明日を迎えられない少女は何を望んでいたのだろうか。
 でも削除をしても一度流れてしまった情報はなかなか歯止めがきかない。画面だけ保存しておくなど方法はいくらでもある。

「そっか。ありがとう。他には個人情報書かれていなかった? 学校名とか」

 あゆみは首を横に振る。

「大丈夫だと思う。載っていた写真は全部私服のものだったし、学校名とかは分からないと思う。ただ、修学旅行の事も書いてあったから、誰もがとは言い難いけどね」

「そうだよね。ありがとう」

 明香や里美も同じような状況になっていると考えたほうがいいのだろうか。

私のカバンの中には優香のメールが入っている。優香が自分で持っていたら絶対に見てしまうので、預かっておいてくれと言い出したのだ。

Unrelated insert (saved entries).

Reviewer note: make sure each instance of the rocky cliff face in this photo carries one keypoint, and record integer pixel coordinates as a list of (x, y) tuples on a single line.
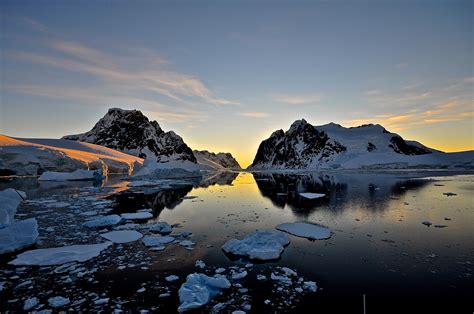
[(215, 161), (131, 132), (305, 146)]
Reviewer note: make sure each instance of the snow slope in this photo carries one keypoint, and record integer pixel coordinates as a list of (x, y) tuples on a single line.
[(332, 146), (35, 156), (213, 161)]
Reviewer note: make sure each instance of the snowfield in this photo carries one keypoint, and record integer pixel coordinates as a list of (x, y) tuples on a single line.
[(35, 156)]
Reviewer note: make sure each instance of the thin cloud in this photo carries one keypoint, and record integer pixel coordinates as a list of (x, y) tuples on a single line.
[(257, 115), (450, 111), (119, 72), (297, 99)]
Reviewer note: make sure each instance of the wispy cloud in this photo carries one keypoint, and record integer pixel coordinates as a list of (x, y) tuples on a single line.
[(451, 111), (297, 99), (257, 115)]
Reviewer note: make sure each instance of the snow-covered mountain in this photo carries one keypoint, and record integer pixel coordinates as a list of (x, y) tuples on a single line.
[(35, 156), (131, 132), (219, 161), (305, 146)]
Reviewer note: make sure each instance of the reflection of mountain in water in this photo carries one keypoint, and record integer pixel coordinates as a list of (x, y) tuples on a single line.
[(167, 197), (371, 191)]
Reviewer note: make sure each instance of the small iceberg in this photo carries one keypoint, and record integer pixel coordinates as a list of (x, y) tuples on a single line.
[(60, 255), (157, 240), (18, 235), (137, 216), (306, 230), (122, 236), (105, 221), (78, 175), (312, 196), (260, 245), (199, 289)]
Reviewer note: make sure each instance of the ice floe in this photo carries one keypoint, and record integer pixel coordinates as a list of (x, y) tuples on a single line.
[(199, 289), (18, 235), (306, 230), (157, 240), (260, 245), (122, 236), (312, 196), (137, 216), (105, 221), (60, 255), (78, 175)]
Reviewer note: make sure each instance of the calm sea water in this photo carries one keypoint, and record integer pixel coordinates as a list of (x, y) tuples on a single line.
[(379, 247)]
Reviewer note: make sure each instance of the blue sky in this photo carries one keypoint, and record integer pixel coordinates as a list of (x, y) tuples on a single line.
[(225, 74)]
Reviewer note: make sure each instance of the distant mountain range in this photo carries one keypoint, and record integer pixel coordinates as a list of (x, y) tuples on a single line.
[(332, 146), (131, 132)]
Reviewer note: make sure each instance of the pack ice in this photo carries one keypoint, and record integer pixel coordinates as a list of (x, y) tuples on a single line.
[(199, 289), (260, 245)]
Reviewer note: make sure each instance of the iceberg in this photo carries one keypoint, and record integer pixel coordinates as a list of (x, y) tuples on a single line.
[(260, 245), (157, 240), (105, 221), (122, 236), (9, 201), (199, 289), (137, 216), (78, 175), (305, 230), (312, 196), (60, 255), (18, 235)]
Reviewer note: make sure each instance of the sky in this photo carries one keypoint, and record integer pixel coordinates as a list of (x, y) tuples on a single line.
[(225, 74)]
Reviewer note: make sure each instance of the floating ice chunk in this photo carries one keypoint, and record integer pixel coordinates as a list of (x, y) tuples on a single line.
[(58, 301), (18, 235), (199, 289), (122, 236), (310, 285), (137, 216), (161, 227), (30, 303), (186, 243), (89, 213), (9, 200), (78, 175), (312, 196), (129, 226), (199, 263), (260, 245), (101, 301), (60, 255), (289, 271), (171, 278), (105, 221), (306, 230), (239, 275), (157, 240)]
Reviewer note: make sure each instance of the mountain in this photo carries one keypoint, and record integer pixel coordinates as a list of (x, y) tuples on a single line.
[(333, 146), (215, 161), (131, 132), (35, 156)]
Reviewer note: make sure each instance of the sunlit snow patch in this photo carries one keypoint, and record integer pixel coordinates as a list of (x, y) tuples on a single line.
[(122, 236), (78, 175), (199, 289), (305, 230), (60, 255), (260, 245)]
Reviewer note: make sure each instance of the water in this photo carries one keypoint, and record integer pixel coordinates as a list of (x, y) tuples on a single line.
[(379, 246)]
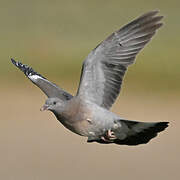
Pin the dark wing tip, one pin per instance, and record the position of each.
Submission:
(27, 70)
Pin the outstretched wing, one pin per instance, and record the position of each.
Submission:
(49, 88)
(104, 68)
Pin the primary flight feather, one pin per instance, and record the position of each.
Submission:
(87, 113)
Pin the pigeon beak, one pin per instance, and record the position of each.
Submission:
(44, 107)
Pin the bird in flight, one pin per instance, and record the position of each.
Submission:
(88, 112)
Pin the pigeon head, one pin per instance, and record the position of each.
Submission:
(53, 104)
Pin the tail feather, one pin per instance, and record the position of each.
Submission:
(141, 133)
(133, 133)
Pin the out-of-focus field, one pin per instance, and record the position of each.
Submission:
(34, 145)
(54, 37)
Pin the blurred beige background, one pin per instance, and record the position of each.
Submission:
(54, 37)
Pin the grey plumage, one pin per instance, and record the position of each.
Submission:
(87, 113)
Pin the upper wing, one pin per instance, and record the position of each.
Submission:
(104, 68)
(49, 88)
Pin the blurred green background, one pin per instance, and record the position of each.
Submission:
(54, 37)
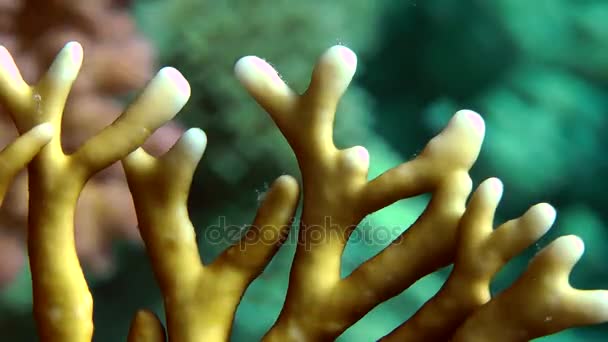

 その場は考えが及ばず持ち帰ってしまったが、優香も携帯がないと困るだろう。まずは携帯を解約させる必要がある。

そのためには優香の両親か、せめて母親におおまかにでも事情を説明させるのが良い気がした。

 その時、クラスメイトが数人入ってくる。彼女たちは私とあゆみに挨拶をすると自分の席に腰を下ろす。